Leichtsinn ist, wenn man die Schwierigkeit mit der Gefahr verwechselt … (Heini Holzer)

Einen der Pioniere des Steilwandskifahrens konnte ich leider nicht mehr interviewen – er verstarb bereits 1977. Glücklicherweise konnte ich mit seiner damaligen Seilpartnerin Sieglinde Walzl sprechen und es gibt ein Buch von Markus Larcher, das sein Leben nachzeichnet. Mit Bildern bin ich hier sehr sparsam, diese stammen aus den Archiven von Sieglinde Walzl und von seinem Sohn Markus.

Holzer und Hiebeler
Holzer und Hiebeler

Heinrich (Heini) Holzer

Nur 148cm klein ging Heini Holzer als einer der ganz großen Pioniere des Steilwandskifahrens in die Alpingeschichte ein. Zudem begründete der Mann aus Südtirol einen sehr reinen Stil bei seine Abfahrten. Beeindruckende 103 Erstbefahrungen gehen auf sein Konto, darunter leichte wie auch äußerst extreme Abfahrten.
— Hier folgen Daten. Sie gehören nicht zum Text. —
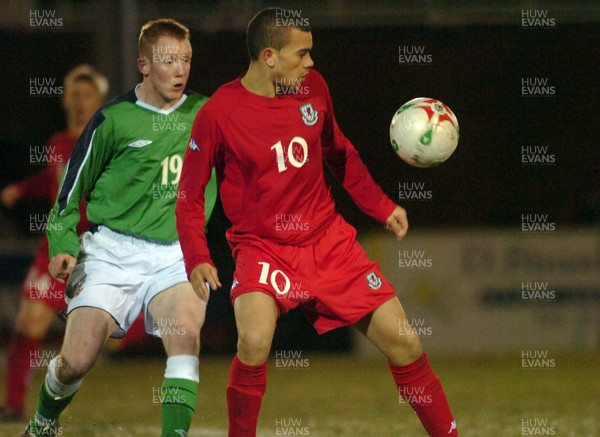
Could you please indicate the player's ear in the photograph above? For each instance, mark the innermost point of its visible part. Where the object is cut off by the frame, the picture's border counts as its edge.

Bevor die Karriere zum weltweit anerkannten Steilwandfahrer begann und Heinis Träume nach Aufmerksamkeit und Beachtung in Erfüllung gingen, hatte er einige Hürden zu meistern.

Während der letzten Kriegstage am 17. April 1945 dröhnten die Motoren eines britischen Geschwaders über den Ort Taufers im Münstertal hinweg, als der Südtiroler geboren wurde. Seinen leiblichen Vater lernte er nie kennen, dieser war an der Ostfront gefallen. Seine Mutter arbeitete als Magd auf einem Bauernhof und da sie ihm nicht genug Milch geben konnte, nährte ihn die Bäuerin des Hofes gemeinsam mit ihren eigenen Kindern. Als Magd konnte seine Mutter keine großen finanziellen Sprünge machen und die Armut zeichnete Heini eine lange Zeit seines Lebens. In seiner Kindheit lebte er mit seiner Mutter und seinen Geschwistern in winzigen Hütten ein Stück entfernt von den Dörfern, da sie sich nichts anderes leisten konnten. Sie zogen oft um.

Heini hütete bereits als Fünfjähriger alleine auf einer Alm Schafe, um der Familie beim Überleben zu helfen. Während dieser Zeit erlebte er eine intensive Nähe zu seiner Umgebung in den Bergen und entdeckte eine Liebe zur Natur, die ihn Zeit seines Lebens nicht mehr loslassen sollte. Ein Bekannter, der sich mit der Flora und Fauna im Gebirge auskannte, zeigte dem Jungen Heini die vielen versteckten Winkel des Lebens in den Bergen und erklärte ihm Namen sowie Bedeutungen.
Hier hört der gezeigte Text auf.